The I-14 is the perfect document to reference if you’re in the business of designing buildings or systems and equipment used for building access for maintenance. The I-14 Standard provides voluntary standards for the safe operation of the most widely used building access equipment for both routine and unscheduled maintenance of commercial buildings.

The I-14 Standard references permanently installed equipment as well as equipment that a contractor may bring onsite. Additionally, the Standard mentions specific inspection and testing criteria when it comes to suspended equipment anchorage points and also guides the reader to other safety standards for fall protection and building maintenance equipment like powered platforms, and traveling ladders and gantries.

It would be prudent for architects and consultants to review and follow the I-14 Standard so that their customers will have the opportunity to own a building which helps to create a safe place to work for outside contractors who may have to work on or from all roof levels or other areas where fall protection and proper rigging of suspended or elevated equipment are an issue.

Over the last fifty years, the window cleaning industry has been the model for maintenance access. Rooftop equipment for exterior building façade access is most often utilized by window cleaners, but is also used by other building contractors such as painting companies, sign companies, waterproofing and glazing companies. Window cleaning takes place at commercial facilities more than any other type of exterior building maintenance. It is common for exterior building maintenance contractors to use the same equipment as the window cleaning contractor.

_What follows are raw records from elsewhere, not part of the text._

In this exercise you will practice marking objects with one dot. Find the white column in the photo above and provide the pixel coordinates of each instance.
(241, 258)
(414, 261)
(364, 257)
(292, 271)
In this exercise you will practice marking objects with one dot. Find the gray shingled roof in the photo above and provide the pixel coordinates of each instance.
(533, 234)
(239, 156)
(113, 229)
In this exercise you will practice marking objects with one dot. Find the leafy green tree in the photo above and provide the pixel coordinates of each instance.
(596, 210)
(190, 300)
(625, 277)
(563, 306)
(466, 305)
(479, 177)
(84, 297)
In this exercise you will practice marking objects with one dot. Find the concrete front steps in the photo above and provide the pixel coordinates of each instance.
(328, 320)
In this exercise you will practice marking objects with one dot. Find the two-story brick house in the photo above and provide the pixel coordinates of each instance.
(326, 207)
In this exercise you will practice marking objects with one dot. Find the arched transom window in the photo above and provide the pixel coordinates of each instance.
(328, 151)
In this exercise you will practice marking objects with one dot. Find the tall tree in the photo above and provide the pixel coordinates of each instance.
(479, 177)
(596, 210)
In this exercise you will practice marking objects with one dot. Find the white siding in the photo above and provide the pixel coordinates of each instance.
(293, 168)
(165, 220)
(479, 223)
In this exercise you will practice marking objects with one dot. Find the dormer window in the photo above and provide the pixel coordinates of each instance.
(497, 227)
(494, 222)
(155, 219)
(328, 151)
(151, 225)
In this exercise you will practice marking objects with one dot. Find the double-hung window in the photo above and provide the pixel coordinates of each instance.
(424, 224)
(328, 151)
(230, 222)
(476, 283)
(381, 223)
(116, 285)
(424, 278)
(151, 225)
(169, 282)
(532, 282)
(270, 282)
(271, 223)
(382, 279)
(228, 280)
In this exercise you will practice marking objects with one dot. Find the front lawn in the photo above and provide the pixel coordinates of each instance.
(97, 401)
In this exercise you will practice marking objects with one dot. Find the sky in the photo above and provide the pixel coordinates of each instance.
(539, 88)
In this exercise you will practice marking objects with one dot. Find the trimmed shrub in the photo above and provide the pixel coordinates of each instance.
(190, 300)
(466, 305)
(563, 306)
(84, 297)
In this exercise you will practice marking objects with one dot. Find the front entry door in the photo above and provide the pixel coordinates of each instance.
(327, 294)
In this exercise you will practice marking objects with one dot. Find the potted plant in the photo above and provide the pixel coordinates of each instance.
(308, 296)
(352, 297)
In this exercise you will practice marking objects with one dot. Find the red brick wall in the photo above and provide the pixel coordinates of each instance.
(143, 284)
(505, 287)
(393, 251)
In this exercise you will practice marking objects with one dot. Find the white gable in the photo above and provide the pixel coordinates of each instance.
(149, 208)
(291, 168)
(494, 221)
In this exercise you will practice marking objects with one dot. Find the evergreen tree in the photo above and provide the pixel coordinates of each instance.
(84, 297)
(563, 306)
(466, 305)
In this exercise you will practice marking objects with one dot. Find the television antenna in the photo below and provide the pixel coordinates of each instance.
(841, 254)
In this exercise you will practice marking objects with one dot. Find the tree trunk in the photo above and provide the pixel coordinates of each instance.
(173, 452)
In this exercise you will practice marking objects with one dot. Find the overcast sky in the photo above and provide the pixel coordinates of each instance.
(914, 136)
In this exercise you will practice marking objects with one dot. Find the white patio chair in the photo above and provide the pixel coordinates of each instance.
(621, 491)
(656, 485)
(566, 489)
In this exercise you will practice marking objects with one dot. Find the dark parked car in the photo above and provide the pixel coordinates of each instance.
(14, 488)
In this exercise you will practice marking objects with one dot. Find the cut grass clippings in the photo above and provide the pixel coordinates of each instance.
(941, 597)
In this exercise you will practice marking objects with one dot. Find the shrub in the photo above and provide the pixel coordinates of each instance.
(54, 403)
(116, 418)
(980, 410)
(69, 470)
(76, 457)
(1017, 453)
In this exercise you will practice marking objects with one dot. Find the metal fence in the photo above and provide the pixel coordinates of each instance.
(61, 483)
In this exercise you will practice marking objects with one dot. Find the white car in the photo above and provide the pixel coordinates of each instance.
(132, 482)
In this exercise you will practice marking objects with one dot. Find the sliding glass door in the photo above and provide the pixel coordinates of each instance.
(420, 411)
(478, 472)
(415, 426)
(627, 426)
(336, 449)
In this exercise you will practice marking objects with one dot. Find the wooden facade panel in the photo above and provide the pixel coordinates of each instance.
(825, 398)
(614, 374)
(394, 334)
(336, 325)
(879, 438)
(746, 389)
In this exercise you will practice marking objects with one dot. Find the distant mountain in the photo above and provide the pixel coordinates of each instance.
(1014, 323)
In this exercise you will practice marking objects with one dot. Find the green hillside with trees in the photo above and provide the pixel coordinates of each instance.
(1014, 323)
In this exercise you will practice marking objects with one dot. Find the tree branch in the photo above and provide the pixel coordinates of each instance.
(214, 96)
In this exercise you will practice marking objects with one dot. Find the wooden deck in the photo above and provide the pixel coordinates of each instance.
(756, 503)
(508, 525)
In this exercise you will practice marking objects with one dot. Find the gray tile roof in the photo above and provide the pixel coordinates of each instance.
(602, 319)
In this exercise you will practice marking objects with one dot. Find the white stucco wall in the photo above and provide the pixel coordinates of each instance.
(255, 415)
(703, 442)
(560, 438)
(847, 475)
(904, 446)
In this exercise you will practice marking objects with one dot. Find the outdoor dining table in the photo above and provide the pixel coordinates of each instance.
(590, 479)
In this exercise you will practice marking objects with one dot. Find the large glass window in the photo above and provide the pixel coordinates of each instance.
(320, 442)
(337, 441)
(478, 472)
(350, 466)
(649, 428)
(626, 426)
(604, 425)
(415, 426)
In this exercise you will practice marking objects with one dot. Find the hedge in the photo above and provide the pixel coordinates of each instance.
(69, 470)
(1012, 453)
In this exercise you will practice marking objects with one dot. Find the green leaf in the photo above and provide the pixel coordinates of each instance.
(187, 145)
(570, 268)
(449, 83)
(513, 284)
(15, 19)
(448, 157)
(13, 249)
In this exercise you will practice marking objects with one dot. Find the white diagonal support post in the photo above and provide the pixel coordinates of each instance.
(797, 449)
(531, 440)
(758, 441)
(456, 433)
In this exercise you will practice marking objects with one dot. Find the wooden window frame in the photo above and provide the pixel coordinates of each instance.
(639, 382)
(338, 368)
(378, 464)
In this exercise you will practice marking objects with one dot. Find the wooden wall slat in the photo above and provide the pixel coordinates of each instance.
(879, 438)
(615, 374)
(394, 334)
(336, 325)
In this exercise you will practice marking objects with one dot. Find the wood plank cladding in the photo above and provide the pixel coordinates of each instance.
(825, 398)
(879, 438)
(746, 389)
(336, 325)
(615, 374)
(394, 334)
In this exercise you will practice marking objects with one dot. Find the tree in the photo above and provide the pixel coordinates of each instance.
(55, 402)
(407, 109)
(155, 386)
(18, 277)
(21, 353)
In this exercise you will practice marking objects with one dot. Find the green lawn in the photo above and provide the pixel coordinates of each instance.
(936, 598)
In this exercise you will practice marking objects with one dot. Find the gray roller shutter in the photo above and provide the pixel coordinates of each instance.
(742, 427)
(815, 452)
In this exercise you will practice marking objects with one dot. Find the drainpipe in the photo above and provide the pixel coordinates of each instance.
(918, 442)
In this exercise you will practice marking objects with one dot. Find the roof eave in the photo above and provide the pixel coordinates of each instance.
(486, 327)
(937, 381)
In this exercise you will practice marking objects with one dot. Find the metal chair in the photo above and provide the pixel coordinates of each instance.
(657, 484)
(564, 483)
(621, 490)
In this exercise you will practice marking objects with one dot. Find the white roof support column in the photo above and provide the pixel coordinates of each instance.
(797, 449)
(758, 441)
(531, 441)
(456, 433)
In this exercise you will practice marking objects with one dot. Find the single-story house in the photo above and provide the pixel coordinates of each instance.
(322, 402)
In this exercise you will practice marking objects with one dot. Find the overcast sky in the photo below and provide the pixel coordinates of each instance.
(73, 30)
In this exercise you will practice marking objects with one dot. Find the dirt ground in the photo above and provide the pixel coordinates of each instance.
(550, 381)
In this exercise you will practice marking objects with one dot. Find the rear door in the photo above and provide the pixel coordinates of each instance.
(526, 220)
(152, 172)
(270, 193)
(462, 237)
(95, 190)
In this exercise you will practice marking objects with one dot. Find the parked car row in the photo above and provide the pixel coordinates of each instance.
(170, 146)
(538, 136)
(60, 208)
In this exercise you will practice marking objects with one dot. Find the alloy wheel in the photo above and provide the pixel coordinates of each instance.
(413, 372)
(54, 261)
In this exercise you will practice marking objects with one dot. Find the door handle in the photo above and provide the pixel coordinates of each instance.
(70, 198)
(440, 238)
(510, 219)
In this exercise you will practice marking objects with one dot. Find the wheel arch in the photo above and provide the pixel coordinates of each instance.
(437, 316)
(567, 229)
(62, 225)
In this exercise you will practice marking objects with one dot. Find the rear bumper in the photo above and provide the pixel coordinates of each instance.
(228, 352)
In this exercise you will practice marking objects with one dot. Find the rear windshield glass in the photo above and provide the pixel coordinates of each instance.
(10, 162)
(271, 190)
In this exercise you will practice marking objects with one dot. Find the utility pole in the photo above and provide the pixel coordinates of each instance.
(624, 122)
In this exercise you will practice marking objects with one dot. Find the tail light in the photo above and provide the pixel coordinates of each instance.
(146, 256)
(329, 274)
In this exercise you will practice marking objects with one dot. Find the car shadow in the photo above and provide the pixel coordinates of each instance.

The Occupational Safety and Health Administration (OSHA) regularly references the I-14 Standard in citations issued to window cleaning contractors in violation of the OSHA Section 5(a) 1- General Duty Clause. In these citations, OSHA states that the violations could have been remedied if the contractor were following the requirements of the I-14 Standard. Since its publication in 2001, OSHA has issued over 81 citations to window cleaning contractors

Architects can save building owners future retrofitting expenditures and contribute to the safety of the building maintenance industry by referring to the I-14 Standard during the design phase of building projects. The most important benefit of referencing the I-14 Standard is saving lives. Statistics will show that the majority of all high rise building maintenance and window cleaning accidents are the direct result of users rigging lines, safety lines and tie back lines to objects on the roof that were not capable of handling the loads. Following the Standard can eliminate the guesswork on behalf of the contractors, architects, and building owners.